This is the second part of a three part tutorial series in which we will create a PCI Express Root Complex design in Vivado with the goal of connecting a PCIe NVMe solid-state drive to our FPGA.
Part 1: Microblaze PCI Express Root Complex design in Vivado
Part 2: Zynq PCI Express Root Complex design in Vivado (this tutorial)
In this second part of the tutorial series, we will build a Zynq based design targeting the PicoZed 7Z030 and PicoZed FMC Carrier Card V2. In part 3, we will then test the design on the target hardware by running a stand-alone application which will validate the state of the PCIe link and perform enumeration of the PCIe end-points.
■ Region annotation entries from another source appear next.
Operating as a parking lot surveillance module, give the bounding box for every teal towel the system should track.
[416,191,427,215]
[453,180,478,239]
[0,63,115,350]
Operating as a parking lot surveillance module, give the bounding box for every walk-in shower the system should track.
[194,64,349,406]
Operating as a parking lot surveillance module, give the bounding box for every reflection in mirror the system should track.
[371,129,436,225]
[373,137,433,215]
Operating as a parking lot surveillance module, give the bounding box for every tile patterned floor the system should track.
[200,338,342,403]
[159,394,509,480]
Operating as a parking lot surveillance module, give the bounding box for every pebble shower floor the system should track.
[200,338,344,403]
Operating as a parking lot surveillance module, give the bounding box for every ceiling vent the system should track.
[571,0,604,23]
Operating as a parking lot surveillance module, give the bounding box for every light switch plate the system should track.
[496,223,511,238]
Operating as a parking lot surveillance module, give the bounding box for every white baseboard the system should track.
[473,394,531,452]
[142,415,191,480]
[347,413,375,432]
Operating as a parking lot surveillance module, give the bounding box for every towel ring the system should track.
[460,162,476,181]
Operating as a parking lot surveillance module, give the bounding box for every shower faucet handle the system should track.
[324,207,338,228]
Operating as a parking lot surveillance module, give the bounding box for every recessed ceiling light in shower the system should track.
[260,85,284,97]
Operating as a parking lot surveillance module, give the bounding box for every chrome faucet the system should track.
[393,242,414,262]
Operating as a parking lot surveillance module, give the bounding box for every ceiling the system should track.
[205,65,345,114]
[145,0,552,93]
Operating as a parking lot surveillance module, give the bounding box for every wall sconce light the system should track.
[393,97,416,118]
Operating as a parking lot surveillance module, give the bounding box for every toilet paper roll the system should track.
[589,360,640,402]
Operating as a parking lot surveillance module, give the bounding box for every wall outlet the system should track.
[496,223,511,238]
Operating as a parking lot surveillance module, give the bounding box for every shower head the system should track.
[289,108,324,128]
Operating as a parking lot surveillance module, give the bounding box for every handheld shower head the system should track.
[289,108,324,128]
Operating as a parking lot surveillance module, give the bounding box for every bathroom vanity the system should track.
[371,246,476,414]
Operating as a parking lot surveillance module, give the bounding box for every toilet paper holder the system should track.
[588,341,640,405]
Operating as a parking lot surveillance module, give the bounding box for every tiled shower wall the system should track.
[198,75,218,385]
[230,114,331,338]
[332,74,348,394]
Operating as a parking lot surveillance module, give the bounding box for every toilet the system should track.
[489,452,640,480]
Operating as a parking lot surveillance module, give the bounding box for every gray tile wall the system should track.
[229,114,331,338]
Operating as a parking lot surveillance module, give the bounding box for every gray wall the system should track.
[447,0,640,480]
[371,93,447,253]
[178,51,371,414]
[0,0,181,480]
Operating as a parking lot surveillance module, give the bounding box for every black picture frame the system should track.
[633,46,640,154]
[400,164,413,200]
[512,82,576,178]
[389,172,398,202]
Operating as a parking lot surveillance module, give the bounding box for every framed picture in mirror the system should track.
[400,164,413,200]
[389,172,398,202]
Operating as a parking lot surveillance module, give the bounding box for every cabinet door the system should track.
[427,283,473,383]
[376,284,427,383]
We will then run PetaLinux on the FPGA and prepare our SSD for use under the operating system.
Requirements
To complete this tutorial you will need the following:
- Vivado 2015.4
- PicoZed 7Z030
- PicoZed FMC Carrier Card V2
- FPGA Drive adapter
- An NVMe PCIe solid-state drive such as this one
- A JTAG programmer such as Digilent HS3 JTAG
Note: The tutorial text and screenshots are suitable for Vivado 2015.4 however the sources in the Git repository will be regularly updated to the latest version of Vivado.
Design Overview
The diagram below shows the block design we are about to build with only the AXI interfaces showing. It shows three main elements: the Zynq PS, the AXI to PCIe bridge and the AXI CDMA. If you went through the previous tutorial where we created the same design for a Microblaze system, you may be wondering why the Zynq design seems so much simpler. The reason is that a lot of the elements required in this design are hidden in the Zynq PS block, including the DDR3 memory controller, UART, Ethernet, Interrupt controller, Timer and QSPI.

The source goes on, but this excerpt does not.